The best gift that I have received in recent years has come from digital publishing.
Last year, the indefatigable team of writers and translators at Jalada, an online collective have had my Gikuyu fable, Itiuka Ria Murungaru (The Upright Revolution), translated into 100 languages, making the short story one of the most translated pieces in the world.
About 60 per cent of those translations are in African languages, which affirms the possibility of a pan-African market for creative outputs from the continent. A story written in Gikuyu is now available in Afrikaans and XiTsonga in South Africa, Setswana in Botswana, Lingala in DRC, Shona and isiNdebele in Zimbabwe, Kiembu and Kipsigis and Luo in Kenya; Fombina, Igbo and Igala in Nigeria, and Tamazight in Algeria.
Thus the story crossed the oceans, gaining life in Bangla and Punjabi in India and Pakistan, ultimately reaching the Caribbean through Belize Kriol in Trinidad and Tobago. A story originating in an African language has reached the globe.
This is an unprecedented fete that attests to the power of social media and digital publishing. Operating on shoe-string budgets and dozens of volunteers, Jalada editors, led by Munyao Kilolo, appeared to achieve these successes almost effortlessly, facilitating the dissemination of African literature across the continent and beyond.
But the same digital platform can also hurt.
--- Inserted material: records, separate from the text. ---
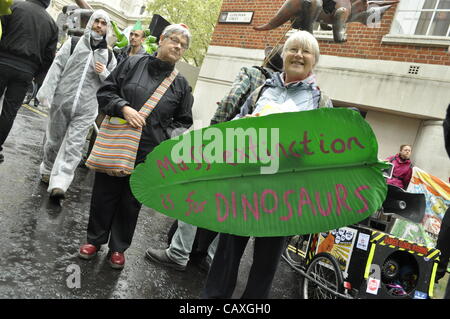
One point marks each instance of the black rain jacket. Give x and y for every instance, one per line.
x=132, y=82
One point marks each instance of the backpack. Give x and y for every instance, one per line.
x=74, y=40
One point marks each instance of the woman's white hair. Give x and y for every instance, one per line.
x=177, y=28
x=306, y=40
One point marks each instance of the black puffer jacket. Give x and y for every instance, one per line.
x=29, y=37
x=132, y=82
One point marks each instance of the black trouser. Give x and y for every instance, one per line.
x=114, y=213
x=16, y=84
x=223, y=274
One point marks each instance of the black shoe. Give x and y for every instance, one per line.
x=160, y=256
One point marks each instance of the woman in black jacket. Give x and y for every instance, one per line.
x=114, y=210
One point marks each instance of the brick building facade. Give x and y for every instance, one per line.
x=401, y=80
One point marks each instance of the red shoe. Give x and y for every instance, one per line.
x=117, y=260
x=87, y=251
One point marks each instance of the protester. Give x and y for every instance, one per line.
x=70, y=87
x=297, y=83
x=402, y=171
x=443, y=242
x=136, y=40
x=114, y=210
x=27, y=49
x=182, y=248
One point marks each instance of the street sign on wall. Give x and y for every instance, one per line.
x=242, y=17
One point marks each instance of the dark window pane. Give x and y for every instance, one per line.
x=423, y=23
x=440, y=24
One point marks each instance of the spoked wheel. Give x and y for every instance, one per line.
x=325, y=271
x=295, y=251
x=31, y=93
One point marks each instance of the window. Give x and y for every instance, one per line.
x=422, y=18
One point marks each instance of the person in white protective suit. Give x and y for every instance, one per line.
x=70, y=89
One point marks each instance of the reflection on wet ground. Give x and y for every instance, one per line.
x=39, y=239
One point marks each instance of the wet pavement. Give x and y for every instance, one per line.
x=39, y=240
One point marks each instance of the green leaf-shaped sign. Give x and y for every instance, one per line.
x=277, y=175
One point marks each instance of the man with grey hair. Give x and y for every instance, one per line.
x=114, y=210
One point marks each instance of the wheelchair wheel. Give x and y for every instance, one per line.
x=31, y=93
x=325, y=270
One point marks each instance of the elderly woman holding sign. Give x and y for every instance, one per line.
x=291, y=91
x=147, y=94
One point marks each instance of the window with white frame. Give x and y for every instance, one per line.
x=422, y=18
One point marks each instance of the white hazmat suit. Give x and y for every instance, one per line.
x=70, y=89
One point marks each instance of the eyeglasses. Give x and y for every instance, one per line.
x=177, y=41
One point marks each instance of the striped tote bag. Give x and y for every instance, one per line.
x=117, y=142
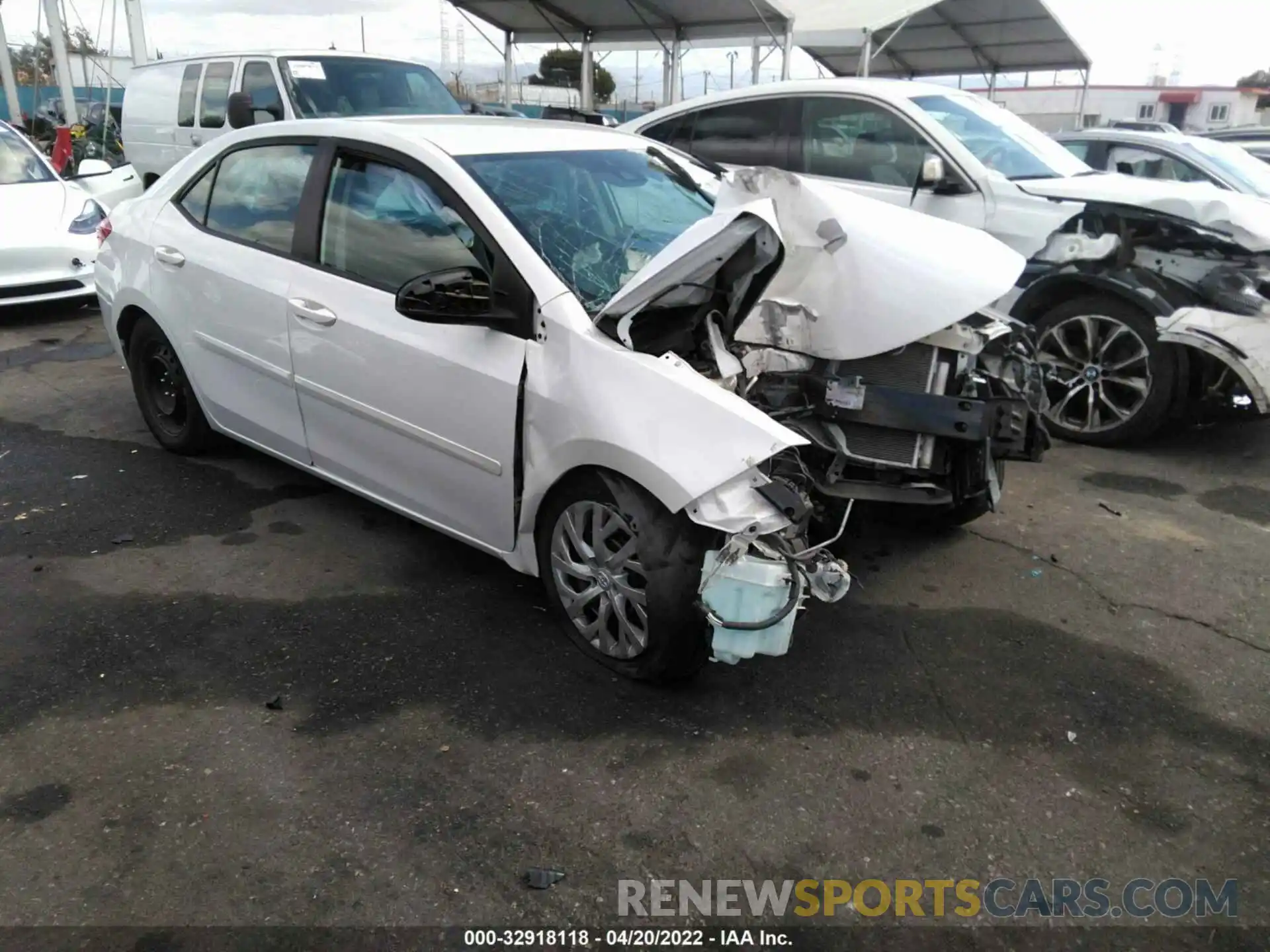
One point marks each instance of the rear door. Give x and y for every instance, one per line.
x=419, y=415
x=222, y=266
It once pronounced my death. And recently Kenyans and the rest of the world have been met with the spectre of another online smear campaign meant to desecrate 60 years of my struggle in making Kenya and Africa a more just society.
Through malicious manipulation of my images - which are widely available online - these agents of divide and rule have put out messages on social media that insinuate that I support parochial political interests and ethnic chauvinism.
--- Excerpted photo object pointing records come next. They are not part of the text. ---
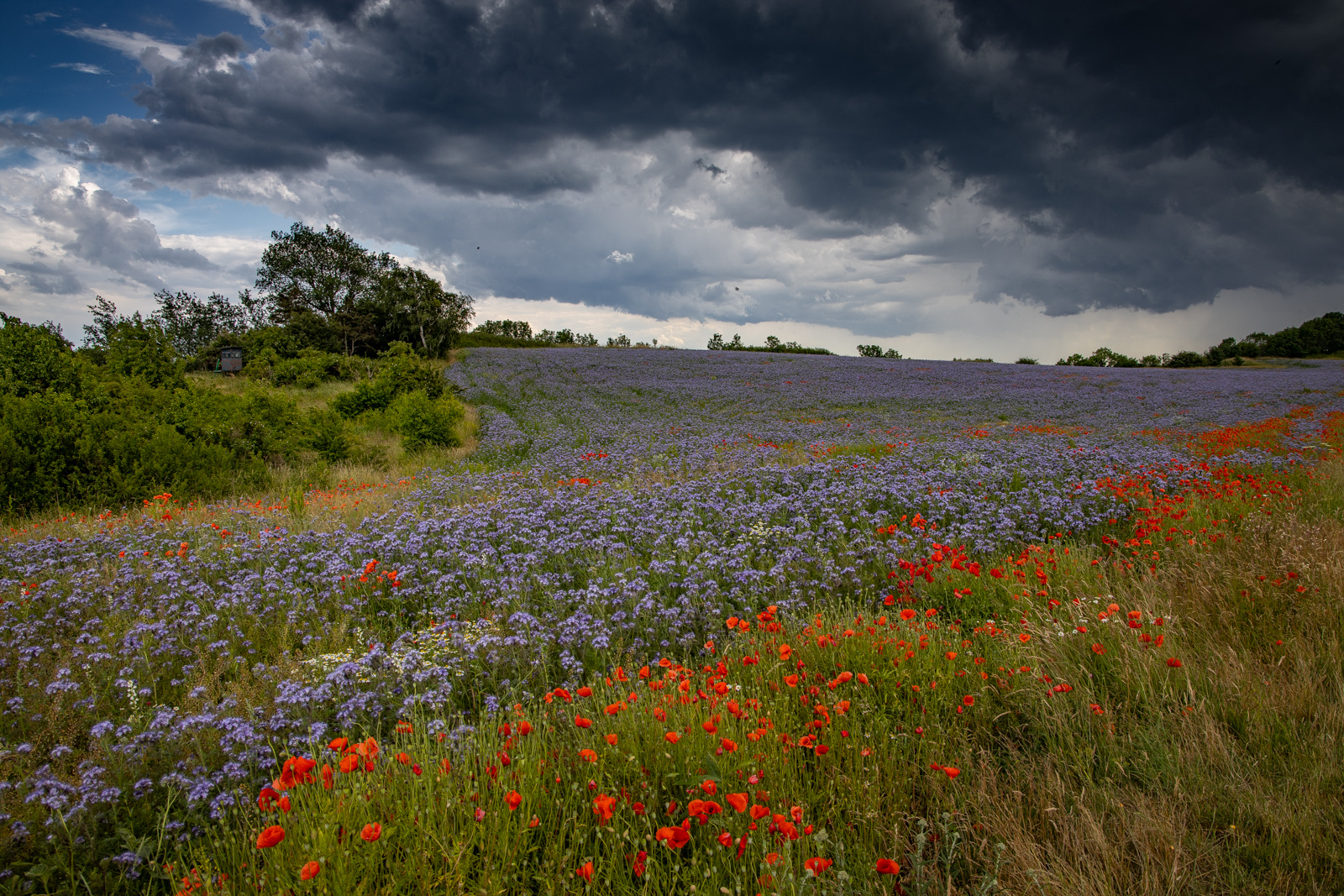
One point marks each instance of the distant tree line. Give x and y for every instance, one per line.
x=318, y=291
x=118, y=421
x=1316, y=338
x=519, y=335
x=772, y=344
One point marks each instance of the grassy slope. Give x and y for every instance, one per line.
x=1216, y=777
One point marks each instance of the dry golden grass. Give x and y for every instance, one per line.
x=1233, y=788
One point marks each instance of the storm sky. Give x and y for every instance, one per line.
x=945, y=177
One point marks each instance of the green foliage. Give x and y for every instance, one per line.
x=409, y=372
x=511, y=329
x=335, y=296
x=423, y=422
x=773, y=344
x=1187, y=359
x=400, y=372
x=118, y=422
x=1101, y=358
x=369, y=396
x=329, y=436
x=418, y=311
x=1317, y=336
x=566, y=338
x=192, y=324
x=35, y=359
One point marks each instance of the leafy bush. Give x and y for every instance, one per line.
x=369, y=396
x=425, y=422
x=400, y=371
x=35, y=359
x=329, y=436
x=118, y=422
x=1187, y=359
Those who are familiar with my work will share in my outrage that my complex analysis of society, culture and politics is being reduced to a political slogan that’s calculated at deception - just the sort of artifice that I expose in my many fictions.
Let’s depart from fake news and state a few facts: only two tribes exist in Kenya: the haves and the have-nots. I have always called for the empowerment of the have-nots, from the ocean, through the highlands and the plains to the lakes. It is as simple as that.
It seems fortuitous, therefore, that Ngaahika Ndeenda or I will Marry When I Want, the play that highlights my artistic commitment to Kenya’s linguistic, cultural and economic emancipation, and which prologued my detention without trial and subsequent forced exile, opens on May 12 at the Kenya National Theatre. The play will be staged in both Gikuyu and English, directed by Stuart Nash.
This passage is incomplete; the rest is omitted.